Expanding on Stormwind's lead, I'd be curious whether your application needs a windowed average with equal weights per unit of time, or if an exponential moving average may suffice. The latter is very simple to implement, and can be adapted to a variable framerate like so:
float weight = 1 - pow(1 - responsiveness, dT * referenceFPS);
smoothedValue += (currentValue - smoothedValue) * weight;
Similar to a windowed average, this smooths-out fluctuations in an input signal, and gives the value a degree of "memory" or "inertia," while being much simpler to calculate. The differences is that it weighs the newest samples much more heavily than old samples, and has no absolute cutoff age like a windowed average.

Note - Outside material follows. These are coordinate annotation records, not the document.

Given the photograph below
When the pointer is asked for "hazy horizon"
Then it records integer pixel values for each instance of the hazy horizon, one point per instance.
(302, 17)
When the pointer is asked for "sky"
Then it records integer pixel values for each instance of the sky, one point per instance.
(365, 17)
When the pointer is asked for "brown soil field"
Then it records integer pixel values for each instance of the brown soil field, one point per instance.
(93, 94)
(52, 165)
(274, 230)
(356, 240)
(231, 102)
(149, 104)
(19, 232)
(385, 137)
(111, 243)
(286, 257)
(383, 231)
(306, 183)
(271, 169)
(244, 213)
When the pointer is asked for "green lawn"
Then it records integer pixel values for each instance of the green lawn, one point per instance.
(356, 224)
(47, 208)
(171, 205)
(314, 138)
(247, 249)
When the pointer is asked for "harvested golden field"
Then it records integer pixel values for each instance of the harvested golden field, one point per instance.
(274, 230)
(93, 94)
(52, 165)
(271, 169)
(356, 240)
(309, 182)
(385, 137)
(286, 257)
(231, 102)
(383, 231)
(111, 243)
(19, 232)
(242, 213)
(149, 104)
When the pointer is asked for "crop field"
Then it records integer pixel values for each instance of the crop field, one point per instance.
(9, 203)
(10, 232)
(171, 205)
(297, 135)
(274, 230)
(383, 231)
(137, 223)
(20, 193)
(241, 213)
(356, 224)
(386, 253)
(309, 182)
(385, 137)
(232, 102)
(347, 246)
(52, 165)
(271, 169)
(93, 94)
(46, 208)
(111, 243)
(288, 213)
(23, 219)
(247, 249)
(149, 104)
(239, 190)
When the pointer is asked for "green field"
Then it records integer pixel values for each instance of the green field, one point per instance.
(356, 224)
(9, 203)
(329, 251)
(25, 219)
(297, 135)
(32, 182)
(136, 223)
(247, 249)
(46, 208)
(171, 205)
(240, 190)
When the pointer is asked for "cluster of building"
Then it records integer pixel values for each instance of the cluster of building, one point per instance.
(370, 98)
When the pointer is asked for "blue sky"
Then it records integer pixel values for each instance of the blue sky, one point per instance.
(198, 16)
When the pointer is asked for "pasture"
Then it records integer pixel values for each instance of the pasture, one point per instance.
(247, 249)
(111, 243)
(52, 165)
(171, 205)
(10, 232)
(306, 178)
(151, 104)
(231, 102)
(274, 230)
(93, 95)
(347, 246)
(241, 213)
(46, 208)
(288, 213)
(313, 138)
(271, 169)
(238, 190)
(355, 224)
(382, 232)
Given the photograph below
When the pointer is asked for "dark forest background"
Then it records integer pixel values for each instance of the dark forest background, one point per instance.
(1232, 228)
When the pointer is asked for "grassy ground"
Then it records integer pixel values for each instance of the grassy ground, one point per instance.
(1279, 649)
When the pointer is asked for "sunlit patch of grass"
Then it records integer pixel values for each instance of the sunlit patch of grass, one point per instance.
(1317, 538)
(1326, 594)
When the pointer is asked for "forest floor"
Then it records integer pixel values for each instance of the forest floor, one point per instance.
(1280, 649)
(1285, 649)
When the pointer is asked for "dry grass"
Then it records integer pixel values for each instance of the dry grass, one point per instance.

Here's an example of how this compares against a 0.1s windowed average for a signal with a variable sampling rate. Here I'm using
responsiveness = 0.5 and
referenceFPS = 30
You can see the exponential moving average gives a fairly similar profile to the windowed average, especially when the value changes continuously. For sharp changes in the input value, you can see the exponential average has a somewhat sharper attack, and then closes in on a new sustained value asymptotically (where the moving average is guaranteed to reach a sustained input value by the end of the window duration).
In practice, we can usually tune the
responsiveness value to get the desired behaviour.
If your application really needs a windowed average, let us know and we can show you how to implement it efficiently with a ring buffer, albeit with more code complexity than the exponential example above.